Berikut hadist yang menjelaskan keutamaan salat berjamaah dibandingkan dengan salat sendirian yang dikutip dari Islam.nu.or.id:

صَلَاةُ الْجَمَاعَةِ تَفْضُلُ صَلَاةَ الْفَذِّ بِسَبْعٍ وَعِشْرِينَ دَرَجَةً

Artinya: “Salat berjamaah melampaui salat sendirian dengan (mendapatkan) 27 derajat.” (HR. Bukhari)

4. Dijauhkan dari sifat munafik

Keuatamaan sholat berjamaah dalah dijauhkan dari sifat munafik. Karena diantara sifat orang munafik adalah yang bermalas-malasan dalam salat. Seperti yang tertuang dalam surat An-Nisa ayat 142:

إنَّ المُنَفِقِيْنَ يُخَدِعُوْنَ اللهَ وَهُوَ خَدِعُهُمْ وَإذَا قَامُوا إلىَ الصَّلاَةِ قَامُوْا كُسَالَى يُرَاءُوْنَ النَّاسَ وَلاَ يَذْكُرُوْنَ اللهَ إلاَّ قَلِيْلاً

Artinya: “Sesungguhnya orang-orang munafik itu menipu Allah. Dan Allah akan membalas tipuan mereka. Dan apabila mereka berdiri untuk salat, mereka berdiri dengan malas. Mereka bermaksud riya’ (dengan sholat) di hadapan manusia. Dan tidaklah mereka menyebut Allah kecuali sedikit sekali.” (An-Nisa: 142)

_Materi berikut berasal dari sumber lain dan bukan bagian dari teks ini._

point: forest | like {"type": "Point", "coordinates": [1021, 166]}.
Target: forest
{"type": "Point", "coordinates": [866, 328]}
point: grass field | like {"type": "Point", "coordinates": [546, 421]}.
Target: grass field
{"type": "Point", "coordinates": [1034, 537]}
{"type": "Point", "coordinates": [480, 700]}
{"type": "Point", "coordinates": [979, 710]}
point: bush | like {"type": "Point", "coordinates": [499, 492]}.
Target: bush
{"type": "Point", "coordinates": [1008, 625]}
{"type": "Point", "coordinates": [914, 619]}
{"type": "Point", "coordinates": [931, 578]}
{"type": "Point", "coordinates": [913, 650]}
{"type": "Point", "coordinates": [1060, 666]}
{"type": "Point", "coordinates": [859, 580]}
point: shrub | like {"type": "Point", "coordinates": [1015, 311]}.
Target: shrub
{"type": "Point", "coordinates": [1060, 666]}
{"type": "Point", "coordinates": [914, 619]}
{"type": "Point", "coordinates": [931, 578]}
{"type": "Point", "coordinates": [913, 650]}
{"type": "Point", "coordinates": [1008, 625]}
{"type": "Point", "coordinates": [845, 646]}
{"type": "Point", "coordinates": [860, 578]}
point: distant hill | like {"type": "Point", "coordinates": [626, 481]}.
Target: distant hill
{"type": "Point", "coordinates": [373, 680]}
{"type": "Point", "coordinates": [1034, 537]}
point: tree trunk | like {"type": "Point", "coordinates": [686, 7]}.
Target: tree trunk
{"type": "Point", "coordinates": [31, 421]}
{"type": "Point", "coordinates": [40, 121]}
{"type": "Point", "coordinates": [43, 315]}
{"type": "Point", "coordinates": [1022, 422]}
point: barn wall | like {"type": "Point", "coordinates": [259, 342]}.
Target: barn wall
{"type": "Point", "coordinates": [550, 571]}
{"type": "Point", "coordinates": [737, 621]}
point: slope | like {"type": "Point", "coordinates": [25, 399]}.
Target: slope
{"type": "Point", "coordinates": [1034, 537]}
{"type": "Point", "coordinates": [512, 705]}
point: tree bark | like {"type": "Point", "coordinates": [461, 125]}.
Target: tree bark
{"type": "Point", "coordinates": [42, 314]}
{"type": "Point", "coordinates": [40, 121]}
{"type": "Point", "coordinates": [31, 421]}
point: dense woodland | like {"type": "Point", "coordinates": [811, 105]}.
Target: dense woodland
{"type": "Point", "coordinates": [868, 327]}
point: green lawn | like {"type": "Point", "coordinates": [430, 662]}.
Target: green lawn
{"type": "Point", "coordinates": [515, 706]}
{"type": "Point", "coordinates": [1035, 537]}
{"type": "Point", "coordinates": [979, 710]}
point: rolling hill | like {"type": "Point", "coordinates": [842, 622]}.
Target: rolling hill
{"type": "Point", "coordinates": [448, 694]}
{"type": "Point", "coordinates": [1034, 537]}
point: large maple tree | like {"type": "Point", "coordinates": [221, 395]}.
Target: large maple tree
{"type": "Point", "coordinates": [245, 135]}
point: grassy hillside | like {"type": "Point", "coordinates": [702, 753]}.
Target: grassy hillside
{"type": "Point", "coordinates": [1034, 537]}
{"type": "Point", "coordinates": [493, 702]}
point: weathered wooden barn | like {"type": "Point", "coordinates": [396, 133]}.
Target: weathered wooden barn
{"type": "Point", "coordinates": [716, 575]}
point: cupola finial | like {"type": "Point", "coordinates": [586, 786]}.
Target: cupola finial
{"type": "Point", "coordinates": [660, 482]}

Dan dalam sebuah hadist Nabi bersabda:

“Tidaklah ada salat yang lebih berat bagi orang-orang munafik melebihi salat Shubuh dan Isya’. Dan seandainya mereka mengetahui pahala pada keduanya, niscaya mereka akan datang (berjama’ah) meskipun dengan merangkak.” (Muttafaqun ‘Alaih)

5. Diampuni Dosanya oleh Allah SWT

 Keutamaan Sholat Berjamaahbagi wanita dan laki-laki sama-sama diampuni dosanya oleh Allah SWT. Sebagaimana Rasulullah bersabda:

إِذَا قال اْلإِمَامُ (غَيْرِ اْلمَغْضُوبِ عَلَيْهِمْ وَلاَالضّآلّين) فَقُوْلوُا : آمين, فَإِنَّهُ مِنْ وَافَقَ قَوْلُهُ قَوْلُ اْلمَلاَئِكَةِ غَفِرَ لَهُ ماَتَقَدَّمَ مِنْ ذَنْبِهِ — رواه البجارى و مسلم

“Jika imam mengucapkan “Ghoiril maghdhubi ‘alaihim waladhdholliin”, maka ucapkan amin, karena sesungguhnya siapa yang mengucapkan amin bersamaan dengan ucapan malaikat maka ia akan diampuni dosa-dosanya yang telah lalu.”